Graca Machel’s landmark study on children in war in 1996 argued in the same direction. The study provided a comprehensive global insight into the scale and scope of suffering of children during armed conflict and recommended the appointment of an independent expert on violence against children during armed conflict. As a result, the Secretary General appointed his first Special Representative on Children in Armed Conflict.

The new normative framework also led to an expansion of UNICEF’s role in the aftermath of conflicts. In the second half of the 1990ies UNICEF began to provide technical assistance about gross violations of children’s rights to Truth Commission in Guatemala, Sierra Leone, Liberia and South Africa. In 1999, UNICEF also allowed a staff member to declare about child rights violations before an International Court. This was in relation to the assassination of five street children by Guatemalan security forces in a trial before the Interamerican Court for Human Rights.

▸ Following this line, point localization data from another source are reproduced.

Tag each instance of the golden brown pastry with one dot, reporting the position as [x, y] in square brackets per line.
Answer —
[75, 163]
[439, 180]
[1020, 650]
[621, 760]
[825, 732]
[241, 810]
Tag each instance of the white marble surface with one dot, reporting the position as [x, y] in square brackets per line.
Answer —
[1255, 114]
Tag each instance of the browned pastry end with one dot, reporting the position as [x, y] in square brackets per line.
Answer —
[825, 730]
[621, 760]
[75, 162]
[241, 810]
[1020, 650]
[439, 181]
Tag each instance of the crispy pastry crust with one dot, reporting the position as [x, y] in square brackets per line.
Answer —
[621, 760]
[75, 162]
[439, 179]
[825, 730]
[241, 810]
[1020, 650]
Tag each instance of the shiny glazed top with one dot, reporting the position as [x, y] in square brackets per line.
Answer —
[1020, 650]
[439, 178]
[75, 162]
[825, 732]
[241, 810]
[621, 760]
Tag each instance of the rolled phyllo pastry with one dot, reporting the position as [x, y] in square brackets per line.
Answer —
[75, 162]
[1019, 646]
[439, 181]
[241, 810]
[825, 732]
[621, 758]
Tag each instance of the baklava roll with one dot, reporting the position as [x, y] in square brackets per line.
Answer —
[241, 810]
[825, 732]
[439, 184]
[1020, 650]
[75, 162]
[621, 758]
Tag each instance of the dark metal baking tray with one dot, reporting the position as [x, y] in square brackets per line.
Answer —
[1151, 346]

The CRC also changed the international expectations towards UNICEF in such situations. As the CRC guides UNICEF’s mission and mandate, there is expectation that UNICEF speaks-out when children’s rights are severely violated. As mentioned above, these developments made the work in humanitarian response more complicated. Tensions around humanitarian delivery and the defense of children’s rights in situation of conflict increased. This became visible when Executive Director Carol Bellamy decided in autumn of 1995 to stop UNICEF’s education programs in Taliban-controlled areas of Afghanistan because the Taliban prohibited girls from entering schools.